Tillmann, der sich in der Tradition alter Geistergeschichten sieht, versteht sich hervorragend darauf, Interesse beim Leser zu schaffen. In ihren kurzen Anfängen – wer will bei Kurzgeschichten schon eine ausführliche Exposition lesen – wirkt jede der Storys interessant; zwar verzichtet der Autor darauf, in medias res zu gehen, aufgrund der markantesten Eigenart von Kurzgeschichten (ihre Kürze) ist man dennoch sehr schnell im Geschehen.

Der beschnittene Umfang der Geschichten ist hierbei Fluch und Segen, oder anders gesagt: Des Schreibers größte Stärke ist gleichzeitig seine größte Schwäche. Natürlich sind die Geschichten allesamt kurzweilig. Das ist auch zu erwarten. In der Kürze der Zeit schafft der Autor es häufig, nicht nur einen Spannungsbogen zu schaffen, sondern gleichsam seine Protagonisten so zu skizzieren, dass der Leser empathisch wird. Ausreichend mitfühlend, um eventuell auch zu schaudern, wenn die Charaktere in die unabwendbare Katastrophe schlittern. Das größte Problem beinah aller Kurzgeschichten ist ihr abruptes Ende. Nachdem die Geschichten mühsam, fast detailverliebt aufgebaut werden, kommt ihr Schluss so rasch, dass ganz unweigerlich die Frage aufkommt: War das alles? Der Autor, der akribisch auf den Wendepunkt hinsteuert, der seine Pointe vorher mühsam einleitet, scheint alles Pulver auf einmal zu verschießen – und selbst nicht mehr weiterzuwissen. Dadurch entsteht ein unangenehmes Gleichgewicht, das einen bitteren Nachgeschmack hinterlässt. Dass der Löwenanteil der Pointen im völlig vorhersahbar ist – der Überraschungsmoment also ausbleibt – ist ein weiterer Kritikpunkt.

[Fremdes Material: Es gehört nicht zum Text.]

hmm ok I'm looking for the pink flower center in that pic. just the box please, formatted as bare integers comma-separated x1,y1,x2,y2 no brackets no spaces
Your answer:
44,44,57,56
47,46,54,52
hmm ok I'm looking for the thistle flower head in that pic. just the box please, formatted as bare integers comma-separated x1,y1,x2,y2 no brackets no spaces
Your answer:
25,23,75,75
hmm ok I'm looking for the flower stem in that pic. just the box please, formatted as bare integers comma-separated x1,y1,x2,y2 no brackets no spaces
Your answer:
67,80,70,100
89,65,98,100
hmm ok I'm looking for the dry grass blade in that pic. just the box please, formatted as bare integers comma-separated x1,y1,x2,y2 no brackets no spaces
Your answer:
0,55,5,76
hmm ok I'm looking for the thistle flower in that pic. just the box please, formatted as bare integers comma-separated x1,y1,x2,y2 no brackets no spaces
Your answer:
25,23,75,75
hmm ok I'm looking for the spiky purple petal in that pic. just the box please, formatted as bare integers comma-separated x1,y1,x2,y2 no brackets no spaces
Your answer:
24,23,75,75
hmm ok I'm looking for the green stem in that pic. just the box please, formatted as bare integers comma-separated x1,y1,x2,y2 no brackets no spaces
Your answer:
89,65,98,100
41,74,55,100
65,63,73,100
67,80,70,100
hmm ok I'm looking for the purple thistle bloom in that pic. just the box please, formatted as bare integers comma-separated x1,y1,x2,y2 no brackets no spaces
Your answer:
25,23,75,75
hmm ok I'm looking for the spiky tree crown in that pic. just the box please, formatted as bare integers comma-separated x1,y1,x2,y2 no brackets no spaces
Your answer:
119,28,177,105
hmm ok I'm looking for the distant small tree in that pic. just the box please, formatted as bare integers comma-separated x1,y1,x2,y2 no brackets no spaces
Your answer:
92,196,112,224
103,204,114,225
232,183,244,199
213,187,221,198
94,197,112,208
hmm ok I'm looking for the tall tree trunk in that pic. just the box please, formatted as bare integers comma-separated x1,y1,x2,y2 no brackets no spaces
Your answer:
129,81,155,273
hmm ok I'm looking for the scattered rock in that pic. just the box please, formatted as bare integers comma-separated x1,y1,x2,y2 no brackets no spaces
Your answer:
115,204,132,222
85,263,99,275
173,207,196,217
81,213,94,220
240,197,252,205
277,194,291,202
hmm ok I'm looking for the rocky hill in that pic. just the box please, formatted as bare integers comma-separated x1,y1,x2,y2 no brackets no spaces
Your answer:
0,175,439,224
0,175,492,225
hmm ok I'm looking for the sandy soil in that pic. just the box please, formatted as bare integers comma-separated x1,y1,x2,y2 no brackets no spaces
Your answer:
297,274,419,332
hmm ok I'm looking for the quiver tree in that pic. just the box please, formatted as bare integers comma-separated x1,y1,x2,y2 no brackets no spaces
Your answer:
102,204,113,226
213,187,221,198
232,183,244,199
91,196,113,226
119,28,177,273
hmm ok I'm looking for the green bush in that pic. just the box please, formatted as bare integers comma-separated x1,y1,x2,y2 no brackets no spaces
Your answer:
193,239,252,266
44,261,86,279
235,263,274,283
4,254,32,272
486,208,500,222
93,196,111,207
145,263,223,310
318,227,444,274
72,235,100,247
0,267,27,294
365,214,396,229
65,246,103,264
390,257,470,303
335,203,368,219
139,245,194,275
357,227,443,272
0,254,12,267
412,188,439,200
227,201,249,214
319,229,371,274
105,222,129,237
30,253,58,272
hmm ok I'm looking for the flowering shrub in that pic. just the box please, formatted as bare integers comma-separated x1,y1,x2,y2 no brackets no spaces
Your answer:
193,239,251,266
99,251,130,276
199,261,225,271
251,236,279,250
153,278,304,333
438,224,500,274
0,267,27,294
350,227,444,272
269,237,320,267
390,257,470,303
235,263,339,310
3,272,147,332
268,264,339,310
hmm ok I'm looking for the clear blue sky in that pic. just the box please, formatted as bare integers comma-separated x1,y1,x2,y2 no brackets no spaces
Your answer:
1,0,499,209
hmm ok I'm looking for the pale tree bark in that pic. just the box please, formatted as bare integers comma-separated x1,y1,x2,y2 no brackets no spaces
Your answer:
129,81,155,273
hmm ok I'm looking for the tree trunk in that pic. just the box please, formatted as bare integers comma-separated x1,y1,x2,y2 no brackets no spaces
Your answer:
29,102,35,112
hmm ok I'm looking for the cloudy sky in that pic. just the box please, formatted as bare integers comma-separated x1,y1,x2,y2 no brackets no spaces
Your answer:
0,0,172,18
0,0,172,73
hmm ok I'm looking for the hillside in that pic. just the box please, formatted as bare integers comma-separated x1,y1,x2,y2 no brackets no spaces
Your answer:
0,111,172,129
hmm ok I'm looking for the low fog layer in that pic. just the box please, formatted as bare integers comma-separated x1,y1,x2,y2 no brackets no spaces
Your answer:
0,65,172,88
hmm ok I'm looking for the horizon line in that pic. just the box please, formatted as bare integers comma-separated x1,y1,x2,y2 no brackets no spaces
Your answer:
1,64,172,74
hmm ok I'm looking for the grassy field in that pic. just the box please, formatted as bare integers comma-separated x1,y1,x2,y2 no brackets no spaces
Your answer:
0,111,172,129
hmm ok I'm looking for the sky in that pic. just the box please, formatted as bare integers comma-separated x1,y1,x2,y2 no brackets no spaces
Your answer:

Dennoch: „Ein Gänsekiel aus Schwermetall“ ist eine Kurzgeschichtensammlung, die zu lesen Spaß macht. Die von mir angeführten Kritikpunkte zeigen zwar, dass noch Raum für Verbesserung besteht, das alles kann aber eines nicht schmälern: Die Freude beim Lesen. Wenn ich mir eine „Heavy-Metal-Phantastik“ durchlese, dann tu ich das mit wenig Anspruch – ich will in erster Linie unterhalten werden. Das gelingt dem Autoren durch die Bank. Die Geschichten sind knackig, kurzweilig und witzig. Teilweise vorhersehbare Wendungen und ein jähes Ende tun diesem Spaß keinen Abbruch. Man merkt, dass Michael Tillmann mit Leib und Seele dabei ist. Man spürt die Liebe zum Metal und zum Horror; der Funke springt über. Die herrlich lockere Erzählung „Warum ich jetzt keine Überstunden mehr mache?“, das, vom leider viel zu raschen Ende abgesehen, durch und durch gelungene „Stahlarbeit“, die „Schneeweiße[n] Vogelspinnen“, mit deren Protagonist sich der ein oder andere sicher identifizieren kann, oder die, von schwülstigen Metaphern einmal abgesehen, hochinteressante „Heimkehr eines Königs“ – das alles sind wirklich gelungene Erzählungen. Das absolute Highlight ist natürlich „Der letzte Mönch mag nicht scheiden“. Diese Zukunftsvision prophezeit nicht nur das Ende des Christentums (da lacht das Herz der Blackmetalfraktion), sie liefert auch die Antwort darauf, wie ein Exorzismus an dem von einem Mönch besessenen Sänger einer Blackmetalband funktionert. Völlig albern, aber herrlich komisch.

Wer kurzweilige, witzige, nicht wirklich gruselige (ich würde von Horror-Komik sprechen) Unterhaltung sucht, die zudem die eigene Liebe zum Metal teilt, der sollte durchaus mal einen Black auf „Ein Gänsekiel aus Schwermetall“ wagen.

„Ein Gänsekiel aus Schwermetall“ ist im Medusenblutverlag erschienen und kostet 13,- Euro.